Failure to Recognize Pathophysiological Changes
Perception of “illness” and mental models of providers about the disease severity can have a major influence on behavior and decisions of healthcare professionals. In the words of Peter Senge [56]: “Mental models are deeply held internal images of how the world works, images that limit us to familiar ways of thinking and acting. Very often, we are not consciously aware of our mental models or the effects they have on our behavior.” Mental models are subtle but powerful. Subtle, because we usually are unaware of their effect. Powerful, because they determine what we pay attention to, and therefore what we do. For example, if a young patient “looks well” with red cheeks and a smile despite a systolic blood pressure of 70 mg than the nursing staff is much less likely to trip the alarm than in an elderly patient who has been unwell for several days with the same vital signs.

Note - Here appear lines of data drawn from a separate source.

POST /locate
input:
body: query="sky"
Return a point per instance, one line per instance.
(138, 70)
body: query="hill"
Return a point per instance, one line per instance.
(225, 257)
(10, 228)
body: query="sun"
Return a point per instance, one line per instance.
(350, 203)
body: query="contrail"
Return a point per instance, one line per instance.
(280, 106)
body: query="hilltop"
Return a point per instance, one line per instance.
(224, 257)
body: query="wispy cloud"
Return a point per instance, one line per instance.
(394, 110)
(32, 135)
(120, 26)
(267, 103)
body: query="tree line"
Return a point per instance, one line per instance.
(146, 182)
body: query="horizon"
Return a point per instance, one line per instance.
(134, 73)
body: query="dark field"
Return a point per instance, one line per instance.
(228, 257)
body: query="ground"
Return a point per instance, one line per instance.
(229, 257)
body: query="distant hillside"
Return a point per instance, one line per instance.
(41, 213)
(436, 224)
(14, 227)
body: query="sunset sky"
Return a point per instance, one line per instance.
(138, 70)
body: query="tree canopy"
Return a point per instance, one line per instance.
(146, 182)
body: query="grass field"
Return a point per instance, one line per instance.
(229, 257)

The perception that young patients are usually well and can’t really be that ill remains an ongoing recognized risk and a form of normalized deviance [57]. Recognition of physiological abnormalities is often in the context of what is expected: it is easier to spot “abnormal” in a patient in whom staff expect this abnormality. For example, in a post-operative patient hypotension might be expected; a patient with chronic obstructive pulmonary disease might post-operatively be more short of breath because of metabolic acidosis or volume overload but his or her respiratory rate will be interpreted in the context of their previous condition. Furthermore, we know that elderly patients’ physiological response to acute illness is attenuated [58]. This might make it more difficult for staff to classify changes in vital signs as “critical” and requiring further action. Age might, however, not be the defining factor for prognosis. Crucial to the understanding of acute physiology is the underlying degree of frailty. Frailty is a syndrome with measurable metrics [59] based on pathophysiological modeling and epidemiological data from large cohorts of aging patients (Fig. 37.3).
Fig. 37.3
Clinical frailty scale (reprinted with permission from CFS©)

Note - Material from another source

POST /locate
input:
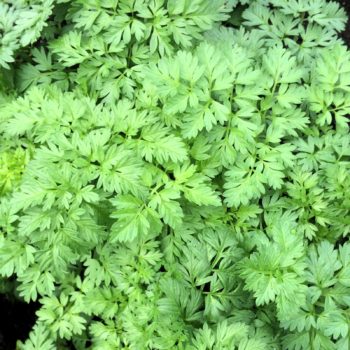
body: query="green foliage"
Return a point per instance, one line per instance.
(175, 174)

Increased levels of frailty are associated with higher mortality, higher levels of complications after surgery, and higher mortality after admission to ICU. The majority of patients with physiological deterioration and those experiencing failure to rescue are frail [60] (Fig. 37.4).
Fig. 37.4
Breakdown of patients who trigger a National Early Warning Score by degree of frailty
Failure to Report
Reporting on patient abnormalities or staff concerns are an important function of communication between professional groups. Real or perceived hierarchy plays a major role in acting on available warning signs [61]. Professionals might hesitate to discuss abnormalities if they fear and lack psychological safety or have a non-supportive recipient of the information. In the context of activation of RRS nurses might be hesitant to call a physician if they fear that the physician will not take their concerns seriously or will be short on the phone because of real or perceived pressures of work. The failure to report can be “simple forgetfulness” when workflow pressures and conflicting priorities over-ride the need to escalate care. It can be a conscientious decision that the reporting of abnormalities is not a priority for the patient or workflow. Nursing staff might judge abnormalities to be within the expected range for a given patient or hope that they are transient and resolve without further intervention.
Failure to Treat
Failure to treat can be the consequence of a failure to record or recognize or equally a failure despite recording and recognizing. Correct treatment will depend on the clinical competencies (i.e., knowledge, skills, and attitudes) of the treating clinician and their mental model of the patient’s disease and situation [62]. Reliability of treatment can be enhanced by using “care bundles” [63] and by making available a RRT with critical care skills [64].